Yes and amen. But as I racked my brain when my turn rolled around, only one word jumped to the forefront of my mind: humbling. My oldest just turned two and my youngest is eight months old. I’ve learned over and over again that I simply do not have the strength, energy, or patience to raise two under two gracefully by my own power. Add in the comparison trap of seeing perfectly color-coordinated tots on Instagram, and it’s easy to assume you are the only one who is struggling.
While I was pregnant with our second child, my husband and I met for dinner with some friends who were expecting their third. My husband asked what the greatest thing they’ve learned through parenthood so far was. The wife laughed and said, “How conditional my love is compared to the love of Jesus.” How refreshingly honest!
I don’t think any of us would like to admit that our love for our children comes with strings attached, but I thank God that He doesn’t love me as I love my children. It’s so much deeper and more steadfast.
When my oldest was just a newborn, I have such vivid memories of crying out to God in the middle of the tear-filled nights. “Lord, give me grace and patience to make it through this next hour.” And again the next hour. And again the hour after that.

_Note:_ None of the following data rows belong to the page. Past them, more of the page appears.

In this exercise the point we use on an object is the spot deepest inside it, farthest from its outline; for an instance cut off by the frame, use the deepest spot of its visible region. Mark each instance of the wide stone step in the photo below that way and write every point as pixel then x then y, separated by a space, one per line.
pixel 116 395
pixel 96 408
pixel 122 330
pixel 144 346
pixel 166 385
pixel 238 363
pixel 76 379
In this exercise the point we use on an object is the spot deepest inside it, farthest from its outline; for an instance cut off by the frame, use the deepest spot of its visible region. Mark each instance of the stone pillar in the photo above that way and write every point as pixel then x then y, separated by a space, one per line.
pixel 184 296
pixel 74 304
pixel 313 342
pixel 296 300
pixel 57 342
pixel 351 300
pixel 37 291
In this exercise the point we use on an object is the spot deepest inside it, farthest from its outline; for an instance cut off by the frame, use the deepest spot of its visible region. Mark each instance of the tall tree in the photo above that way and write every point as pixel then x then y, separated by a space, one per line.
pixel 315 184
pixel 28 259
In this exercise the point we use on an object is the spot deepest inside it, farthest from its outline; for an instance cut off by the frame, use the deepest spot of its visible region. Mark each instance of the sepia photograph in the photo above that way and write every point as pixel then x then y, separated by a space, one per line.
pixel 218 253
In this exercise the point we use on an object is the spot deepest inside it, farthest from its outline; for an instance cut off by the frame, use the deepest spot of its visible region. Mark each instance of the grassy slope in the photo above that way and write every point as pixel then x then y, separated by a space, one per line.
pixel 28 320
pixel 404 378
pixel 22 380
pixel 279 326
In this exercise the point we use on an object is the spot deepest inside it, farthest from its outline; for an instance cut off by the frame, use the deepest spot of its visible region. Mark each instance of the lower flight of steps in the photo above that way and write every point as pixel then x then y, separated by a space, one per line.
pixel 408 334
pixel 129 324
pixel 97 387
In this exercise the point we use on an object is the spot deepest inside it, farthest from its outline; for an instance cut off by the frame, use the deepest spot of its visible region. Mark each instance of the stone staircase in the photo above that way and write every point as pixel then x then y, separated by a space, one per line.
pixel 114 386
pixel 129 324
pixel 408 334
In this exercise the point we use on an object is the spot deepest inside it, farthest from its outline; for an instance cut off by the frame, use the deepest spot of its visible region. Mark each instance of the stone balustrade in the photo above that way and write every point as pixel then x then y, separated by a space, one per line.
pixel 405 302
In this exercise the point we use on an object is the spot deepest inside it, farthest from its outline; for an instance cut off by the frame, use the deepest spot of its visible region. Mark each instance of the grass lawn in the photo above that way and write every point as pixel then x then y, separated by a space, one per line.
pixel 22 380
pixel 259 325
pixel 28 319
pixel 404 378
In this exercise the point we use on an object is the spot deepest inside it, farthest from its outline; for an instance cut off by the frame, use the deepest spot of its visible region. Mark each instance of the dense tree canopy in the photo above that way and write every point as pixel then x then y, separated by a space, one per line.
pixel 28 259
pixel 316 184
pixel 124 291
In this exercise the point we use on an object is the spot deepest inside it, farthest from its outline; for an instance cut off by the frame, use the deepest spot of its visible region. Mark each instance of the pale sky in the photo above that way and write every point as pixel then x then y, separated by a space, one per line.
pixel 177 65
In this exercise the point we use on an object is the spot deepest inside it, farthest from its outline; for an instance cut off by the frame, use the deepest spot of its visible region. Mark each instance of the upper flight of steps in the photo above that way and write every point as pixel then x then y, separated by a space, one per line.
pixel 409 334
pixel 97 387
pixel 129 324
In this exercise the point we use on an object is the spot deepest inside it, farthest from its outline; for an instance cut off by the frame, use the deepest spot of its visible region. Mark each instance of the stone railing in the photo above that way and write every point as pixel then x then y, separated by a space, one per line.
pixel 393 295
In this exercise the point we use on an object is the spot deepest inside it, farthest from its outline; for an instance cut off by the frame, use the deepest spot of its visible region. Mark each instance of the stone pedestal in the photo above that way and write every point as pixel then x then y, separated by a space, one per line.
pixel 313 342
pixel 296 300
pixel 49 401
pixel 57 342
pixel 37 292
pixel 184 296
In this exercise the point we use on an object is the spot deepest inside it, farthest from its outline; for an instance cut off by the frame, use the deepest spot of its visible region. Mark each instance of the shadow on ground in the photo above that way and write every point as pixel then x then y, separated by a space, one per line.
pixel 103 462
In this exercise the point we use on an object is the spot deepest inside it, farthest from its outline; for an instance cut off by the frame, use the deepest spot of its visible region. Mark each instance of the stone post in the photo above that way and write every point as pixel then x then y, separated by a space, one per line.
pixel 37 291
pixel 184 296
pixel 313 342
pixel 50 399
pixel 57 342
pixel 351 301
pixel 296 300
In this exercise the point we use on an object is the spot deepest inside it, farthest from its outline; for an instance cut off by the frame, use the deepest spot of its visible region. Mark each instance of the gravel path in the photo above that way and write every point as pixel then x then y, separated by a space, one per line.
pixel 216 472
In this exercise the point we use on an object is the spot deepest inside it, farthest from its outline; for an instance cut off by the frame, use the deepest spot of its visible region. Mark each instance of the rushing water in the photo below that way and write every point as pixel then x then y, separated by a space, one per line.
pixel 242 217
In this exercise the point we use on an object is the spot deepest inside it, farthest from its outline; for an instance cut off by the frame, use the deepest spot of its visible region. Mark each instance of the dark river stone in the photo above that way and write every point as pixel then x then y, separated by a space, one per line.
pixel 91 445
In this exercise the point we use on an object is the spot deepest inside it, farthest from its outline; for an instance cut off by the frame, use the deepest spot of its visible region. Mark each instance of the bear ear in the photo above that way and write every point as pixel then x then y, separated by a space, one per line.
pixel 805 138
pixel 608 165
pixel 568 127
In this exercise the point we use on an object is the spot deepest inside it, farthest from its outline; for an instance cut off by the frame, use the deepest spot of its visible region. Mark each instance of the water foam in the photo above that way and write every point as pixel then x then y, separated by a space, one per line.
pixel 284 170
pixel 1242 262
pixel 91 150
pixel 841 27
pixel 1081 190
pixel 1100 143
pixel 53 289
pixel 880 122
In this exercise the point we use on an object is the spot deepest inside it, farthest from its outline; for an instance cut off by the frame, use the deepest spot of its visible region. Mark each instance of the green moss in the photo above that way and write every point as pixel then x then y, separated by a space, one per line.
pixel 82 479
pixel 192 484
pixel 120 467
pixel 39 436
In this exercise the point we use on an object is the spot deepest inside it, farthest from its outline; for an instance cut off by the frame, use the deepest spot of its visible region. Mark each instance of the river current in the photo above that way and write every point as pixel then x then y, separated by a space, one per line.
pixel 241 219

While we are no longer surviving hour to hour (praise be), I still find myself circling back to that prayer most days: “Lord, give me grace and patience to make it through this day.”
When my toddler is on his umpteenth tantrum of the day or my baby girl refuses to nap, I find myself crying out to God in humility. In His grace, He provides just enough for the day.
I find myself looking back to the story of the Israelites wandering through the desert as they gathered just enough manna from God to survive another day. Why did God only provide them with enough for a day? Why not allow them to build a stockpile for a rainy day?
This literal daily bread forced God’s people to trust Him. There is nothing that they could do in their own power to provide for themselves in this way. For 40 years, they physically relied on Him to sustain them for the day. Sure, they still whined in the wandering. Undoubtedly, they wished for something other than manna as the novelty wore off. But they saw the beautiful miracle of God showing up for them day after day after day.
Maybe, just maybe, God is trying to teach us the same lesson on a smaller scale. He doesn’t want us to white-knuckle our way through motherhood. Rather, He is inviting us to lay our daily worries, stresses, and frustrations at the foot of the cross. He assures us that “His yoke is easy, and His burden is light,” and that promise is rest for this weary mama.
Speaking to the early years of motherhood, I’ve heard time and time again that the days are long, but the years are short. When you’re in the thick of that season, however, it’s easy to forget the second part of that adage. But with each day that passes, consider it an invitation to lean on the Lord for whatever “daily bread” you may need.
He will always provide enough for the day.